I also recognise that for many people who are living with chronic infections, there is an
urgent need for money now, ahead of the establishment of the full scheme. The
Government acknowledged this by making interim payments of £100,000 in October
2022, and the Government will now provide an additional £210,000 interim payment to
people living with an infection where they are registered with an Infected Blood Support
Scheme. I am pleased to say that, starting in the summer, these interim payments will
be delivered within 90 days so that they can reach those who need it most.
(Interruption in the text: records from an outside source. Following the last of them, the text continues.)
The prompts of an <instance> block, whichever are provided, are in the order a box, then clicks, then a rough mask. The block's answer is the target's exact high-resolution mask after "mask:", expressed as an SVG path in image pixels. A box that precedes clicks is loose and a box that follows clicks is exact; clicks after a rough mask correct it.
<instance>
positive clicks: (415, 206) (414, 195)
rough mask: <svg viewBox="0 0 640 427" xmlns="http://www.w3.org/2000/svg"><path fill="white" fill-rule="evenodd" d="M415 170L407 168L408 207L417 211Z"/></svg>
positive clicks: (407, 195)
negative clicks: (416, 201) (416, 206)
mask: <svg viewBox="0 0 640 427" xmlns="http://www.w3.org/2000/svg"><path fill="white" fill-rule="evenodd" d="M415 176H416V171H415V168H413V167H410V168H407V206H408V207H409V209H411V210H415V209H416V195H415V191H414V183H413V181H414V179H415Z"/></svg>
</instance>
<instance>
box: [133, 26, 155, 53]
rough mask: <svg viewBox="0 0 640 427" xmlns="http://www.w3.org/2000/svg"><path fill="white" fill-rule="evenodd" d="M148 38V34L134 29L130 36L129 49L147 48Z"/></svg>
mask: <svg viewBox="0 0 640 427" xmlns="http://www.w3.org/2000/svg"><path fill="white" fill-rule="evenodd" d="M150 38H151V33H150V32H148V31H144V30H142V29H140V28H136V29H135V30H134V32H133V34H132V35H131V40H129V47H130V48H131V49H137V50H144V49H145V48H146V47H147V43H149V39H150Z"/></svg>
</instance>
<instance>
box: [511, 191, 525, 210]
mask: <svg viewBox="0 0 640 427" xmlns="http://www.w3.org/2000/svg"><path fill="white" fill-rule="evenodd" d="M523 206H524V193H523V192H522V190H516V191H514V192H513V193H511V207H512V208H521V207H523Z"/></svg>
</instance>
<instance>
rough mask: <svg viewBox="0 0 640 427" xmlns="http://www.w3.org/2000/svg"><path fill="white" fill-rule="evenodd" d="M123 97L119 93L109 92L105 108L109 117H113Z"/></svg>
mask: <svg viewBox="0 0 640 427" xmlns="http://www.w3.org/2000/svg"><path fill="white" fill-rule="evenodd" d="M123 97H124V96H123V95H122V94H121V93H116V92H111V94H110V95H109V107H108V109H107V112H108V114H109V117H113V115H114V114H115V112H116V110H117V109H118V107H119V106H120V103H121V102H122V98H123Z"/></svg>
As set out in the passage of the Victims and Prisoners Bill, the Government also
recognises that there are too many tragic cases where compensation has come far too late. The Government will pay interim payments of £100,000 to estates of the deceased
infected people who were registered with existing or former support schemes. This will
apply where previous interim payments have not already been made to infected
individuals or their bereaved partners.

Engagement with the Infected Blood Community

There will be a technical Government briefing for representatives from prominent
charities, organisations, and support groups within the infected blood community across
the United Kingdom. This will be held virtually and led by Cabinet Office officials.
Sir Robert Francis KC, as Interim Chair of the Infected Blood Compensation Authority
will undertake a validation exercise to seek views from the Infected Blood community on
the proposed Infected Blood Compensation Scheme. The scope and duration of the
exercise will necessarily be limited and take place over the course of June, to ensure
the regulations are ready by the 3 month deadline as set in the Victims and Prisoners
Bill. This will help the Government ensure the scheme is fit for purpose and will best
serve those it is intended for.

The Government will provide further detail on these engagements in due course.